Autonomous or self-driving robots are increasingly being used to map certain locations in detail, especially when those places are difficult for humans to access (narrow catacombs and sewers, for example) or when they entail safety or health risks (consider the internal inspection of a nuclear power plant following a catastrophe). That was the starting point for the European ROVINA project that was recently brought to a successful conclusion.
“But in practice, these robots still face a lot of problems,” says Professor Luc Van Gool (iMinds - KU Leuven). “For example, the use of traditional imaging techniques such as HD video is often impossible because the robots are (literally) stumbling around in poorly lit areas – all while laser technology is still very expensive."
That is why, in the context of the ROVINA project, the iMinds - KU Leuven researchers developed new, affordable technologies to create good-quality images; an approach that works even in difficult circumstances (such as the dark Catacombs of Priscilla in Rome). They combined this with 3D reconstruction software that can compile pictures into lifelike, realistically colored 3D images.
To be able to take good-quality photographs in the dark catacombs, the Flemish scientists developed an array of seven cameras and a special light configuration for the self-driving ROVINA robot.
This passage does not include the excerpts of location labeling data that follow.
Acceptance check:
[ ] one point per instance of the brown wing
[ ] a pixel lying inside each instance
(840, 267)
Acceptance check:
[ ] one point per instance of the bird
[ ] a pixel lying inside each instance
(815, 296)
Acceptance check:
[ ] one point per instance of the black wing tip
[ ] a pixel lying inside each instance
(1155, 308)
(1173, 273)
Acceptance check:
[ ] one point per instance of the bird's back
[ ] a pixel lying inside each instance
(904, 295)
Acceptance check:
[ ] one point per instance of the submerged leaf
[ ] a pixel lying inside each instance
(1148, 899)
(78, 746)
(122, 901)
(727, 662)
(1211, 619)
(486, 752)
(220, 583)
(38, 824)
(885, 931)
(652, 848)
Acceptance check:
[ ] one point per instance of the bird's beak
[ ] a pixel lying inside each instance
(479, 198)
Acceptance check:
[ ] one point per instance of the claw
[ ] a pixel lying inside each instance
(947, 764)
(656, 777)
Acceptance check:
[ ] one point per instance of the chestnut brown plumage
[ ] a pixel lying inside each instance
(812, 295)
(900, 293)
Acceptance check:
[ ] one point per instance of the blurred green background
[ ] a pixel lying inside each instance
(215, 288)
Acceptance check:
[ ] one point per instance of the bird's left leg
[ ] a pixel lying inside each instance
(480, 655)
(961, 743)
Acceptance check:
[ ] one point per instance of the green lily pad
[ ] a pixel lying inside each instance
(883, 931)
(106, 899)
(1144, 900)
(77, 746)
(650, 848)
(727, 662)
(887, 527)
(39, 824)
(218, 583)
“The fact that we were able to collect good source material that can be used by our 3D image reconstruction software was a first important breakthrough. But even more significantly, we have also been able to improve our intelligent image processing algorithms. As such, we can now realistically construct large-scale 3D models, based on a gigantic amount of data,” Professor Van Gool explains. “What is particularly striking is the amount of detail we can get out of our 3D models: in the case of the Roman catacombs, it feels as if you are really wandering around in them ; and you can zoom in on the tiniest details, such as the lichen on the stones or the ancient cement work.”
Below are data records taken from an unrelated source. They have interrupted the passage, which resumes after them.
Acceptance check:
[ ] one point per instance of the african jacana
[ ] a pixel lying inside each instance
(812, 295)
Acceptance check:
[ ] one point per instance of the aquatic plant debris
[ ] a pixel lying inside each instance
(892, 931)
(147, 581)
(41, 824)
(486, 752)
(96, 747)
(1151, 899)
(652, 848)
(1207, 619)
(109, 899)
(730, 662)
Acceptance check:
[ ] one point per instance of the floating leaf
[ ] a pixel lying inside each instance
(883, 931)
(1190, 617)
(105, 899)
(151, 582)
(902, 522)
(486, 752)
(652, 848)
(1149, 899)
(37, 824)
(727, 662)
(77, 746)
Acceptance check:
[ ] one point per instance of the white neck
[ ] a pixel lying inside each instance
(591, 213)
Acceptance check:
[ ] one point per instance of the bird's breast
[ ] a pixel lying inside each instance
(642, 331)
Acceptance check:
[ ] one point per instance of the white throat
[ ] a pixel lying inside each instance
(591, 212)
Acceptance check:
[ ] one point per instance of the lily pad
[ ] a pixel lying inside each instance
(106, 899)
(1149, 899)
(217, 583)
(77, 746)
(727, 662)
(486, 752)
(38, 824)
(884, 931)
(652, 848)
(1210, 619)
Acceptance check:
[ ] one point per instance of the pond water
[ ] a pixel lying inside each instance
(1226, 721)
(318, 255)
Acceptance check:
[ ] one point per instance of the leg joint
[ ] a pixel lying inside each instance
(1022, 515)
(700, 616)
“Moreover, our algorithms are over 120 times faster than existing methods, which is necessary to turn large quantities of data and images into a lifelike 3D model within a reasonable time frame,” adds researcher Marc Proesmans (iMinds - KU Leuven). “What used to take more than 120 days can now be done in just one day. That means that these applications can now also be introduced beyond the academic world.”
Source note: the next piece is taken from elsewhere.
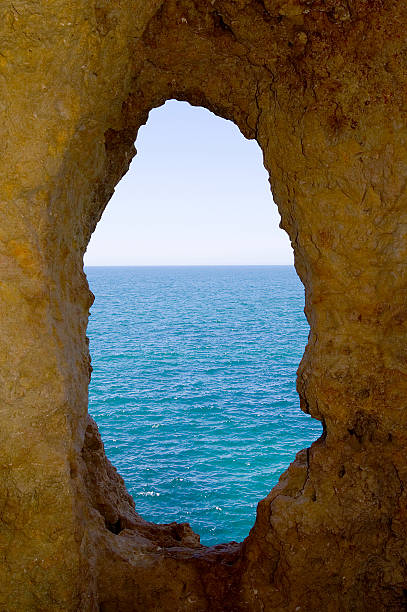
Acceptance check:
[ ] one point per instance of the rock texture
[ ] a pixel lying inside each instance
(321, 85)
Tests with existing algorithms indeed showed that it used to take three to four days to generate 3D images based on recordings from a fifteen-yard passageway. However, that makes this technology unusable for projects such as ROVINA, where more than six hundred yards of passages needed to be mapped.
Opening up cultural heritage that is under threat (or difficult to access) is just one possible application.
“We can actually use our findings in any situation where we want to accurately replicate – in 3D – what a robot ‘sees’. Gaming is one example. But this is also an important step forward in the development of self-driving cars. After all, a self-driving car needs to be able to estimate accurately, and in real time, where it is located. GPS – which has an accuracy of a few yards – is not sufficient for this. But our technology is: the car ‘observes’ its surroundings and uses the resulting data to locate its position with an accuracy of a couple of inches. As such, we are inching closer to a world in which fully autonomous cars are a reality,” Professor Van Gool concludes.